Anatomy of a Claude Agent: Architecture End to End
How a Claude agent is wired internally — model loop, context store, tool router, MCP layer, and control plane — with a diagram, code, and pitfalls.
Most teams discover the hard way that an agent is not a model with a system prompt taped to a few API calls. It is a small distributed system that happens to have a language model at its center. When a Claude agent stalls, loops, or burns through a budget, the cause is almost never the model — it is some seam in the architecture: a context store that grew unbounded, a tool router that returned ambiguous results, or a control loop that never decided when to stop. This post walks the full anatomy of an effective Claude agent so you can reason about each piece independently.

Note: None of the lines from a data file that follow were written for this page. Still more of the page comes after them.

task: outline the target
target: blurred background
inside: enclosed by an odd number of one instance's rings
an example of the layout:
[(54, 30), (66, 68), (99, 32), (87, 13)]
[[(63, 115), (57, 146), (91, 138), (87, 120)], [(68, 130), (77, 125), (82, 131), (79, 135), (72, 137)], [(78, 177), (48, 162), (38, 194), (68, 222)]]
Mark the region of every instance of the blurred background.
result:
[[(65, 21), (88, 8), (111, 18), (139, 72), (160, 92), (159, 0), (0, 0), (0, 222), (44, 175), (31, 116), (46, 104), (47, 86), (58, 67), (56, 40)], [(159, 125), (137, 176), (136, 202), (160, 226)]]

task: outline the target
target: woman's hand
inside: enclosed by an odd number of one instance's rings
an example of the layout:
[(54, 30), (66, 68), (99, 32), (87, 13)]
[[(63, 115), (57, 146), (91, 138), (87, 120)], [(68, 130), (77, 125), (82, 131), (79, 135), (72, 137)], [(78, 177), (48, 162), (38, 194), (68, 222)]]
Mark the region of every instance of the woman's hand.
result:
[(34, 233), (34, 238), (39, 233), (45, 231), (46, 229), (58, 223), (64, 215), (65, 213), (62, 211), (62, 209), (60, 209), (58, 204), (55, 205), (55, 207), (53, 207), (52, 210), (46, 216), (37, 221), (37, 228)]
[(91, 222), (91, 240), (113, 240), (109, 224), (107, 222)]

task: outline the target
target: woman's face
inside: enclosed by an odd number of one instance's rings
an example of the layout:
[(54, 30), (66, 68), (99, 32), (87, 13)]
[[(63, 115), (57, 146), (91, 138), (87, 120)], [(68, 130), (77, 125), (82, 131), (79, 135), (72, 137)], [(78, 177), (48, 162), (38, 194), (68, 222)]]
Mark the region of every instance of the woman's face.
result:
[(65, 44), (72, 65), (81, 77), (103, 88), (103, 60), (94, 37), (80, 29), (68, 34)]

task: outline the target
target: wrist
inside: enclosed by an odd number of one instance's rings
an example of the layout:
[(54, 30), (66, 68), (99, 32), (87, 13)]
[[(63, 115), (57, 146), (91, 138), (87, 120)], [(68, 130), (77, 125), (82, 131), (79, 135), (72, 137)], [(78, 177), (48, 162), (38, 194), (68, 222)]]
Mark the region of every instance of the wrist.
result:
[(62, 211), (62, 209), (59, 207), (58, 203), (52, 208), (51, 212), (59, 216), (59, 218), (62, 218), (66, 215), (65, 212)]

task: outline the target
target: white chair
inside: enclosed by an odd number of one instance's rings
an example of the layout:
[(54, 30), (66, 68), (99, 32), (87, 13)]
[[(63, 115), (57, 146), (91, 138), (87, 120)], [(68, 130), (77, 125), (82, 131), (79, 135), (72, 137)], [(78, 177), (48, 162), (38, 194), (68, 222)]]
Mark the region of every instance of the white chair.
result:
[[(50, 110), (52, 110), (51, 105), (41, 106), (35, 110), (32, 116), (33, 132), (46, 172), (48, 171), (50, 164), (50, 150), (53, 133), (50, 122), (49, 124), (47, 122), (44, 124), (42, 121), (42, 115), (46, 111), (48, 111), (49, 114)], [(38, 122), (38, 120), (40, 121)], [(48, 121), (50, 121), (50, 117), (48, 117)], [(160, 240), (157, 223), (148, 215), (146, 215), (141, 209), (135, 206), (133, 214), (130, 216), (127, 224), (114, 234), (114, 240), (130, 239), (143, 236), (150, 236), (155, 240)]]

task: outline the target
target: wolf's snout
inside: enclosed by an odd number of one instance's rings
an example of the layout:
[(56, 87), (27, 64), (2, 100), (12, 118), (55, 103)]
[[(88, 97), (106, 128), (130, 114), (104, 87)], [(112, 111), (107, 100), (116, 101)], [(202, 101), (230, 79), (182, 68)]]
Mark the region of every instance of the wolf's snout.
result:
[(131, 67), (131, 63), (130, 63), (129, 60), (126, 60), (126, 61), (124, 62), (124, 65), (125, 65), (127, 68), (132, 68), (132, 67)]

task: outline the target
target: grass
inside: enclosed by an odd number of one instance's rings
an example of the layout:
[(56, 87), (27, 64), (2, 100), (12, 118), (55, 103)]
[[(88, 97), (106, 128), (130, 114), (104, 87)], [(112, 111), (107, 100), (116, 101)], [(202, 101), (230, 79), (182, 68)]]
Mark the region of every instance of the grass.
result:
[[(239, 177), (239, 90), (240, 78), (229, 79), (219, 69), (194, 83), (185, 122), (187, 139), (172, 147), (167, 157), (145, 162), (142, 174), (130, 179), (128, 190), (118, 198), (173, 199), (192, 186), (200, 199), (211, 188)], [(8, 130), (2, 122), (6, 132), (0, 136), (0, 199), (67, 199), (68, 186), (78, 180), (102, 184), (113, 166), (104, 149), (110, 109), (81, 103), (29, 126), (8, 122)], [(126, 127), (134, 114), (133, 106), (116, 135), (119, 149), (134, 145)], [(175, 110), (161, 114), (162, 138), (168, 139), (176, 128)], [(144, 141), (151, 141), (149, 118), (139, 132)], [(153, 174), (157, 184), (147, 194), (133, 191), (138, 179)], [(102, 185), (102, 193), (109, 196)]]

I will use the vocabulary of the Claude ecosystem in 2026 — the model loop, Model Context Protocol (MCP) servers, Agent Skills, and the orchestrator pattern — but the architecture generalizes. The goal is a mental model precise enough that, when something breaks at 2 a.m., you know which box on the diagram to open.
Key takeaways
- A Claude agent decomposes into five planes: model loop, context store, tool router, capability layer (MCP + Skills), and a control plane that owns stopping and budgets.
- The agent loop is just perceive → decide → act → observe repeated until a stop condition fires; most failures are missing stop conditions.
- Context is state, not a transcript — treat it as an explicit store you curate every turn, not an append-only log.
- Tools and MCP servers are the agent's hands; Skills are the instructions that teach Claude when and how to use them.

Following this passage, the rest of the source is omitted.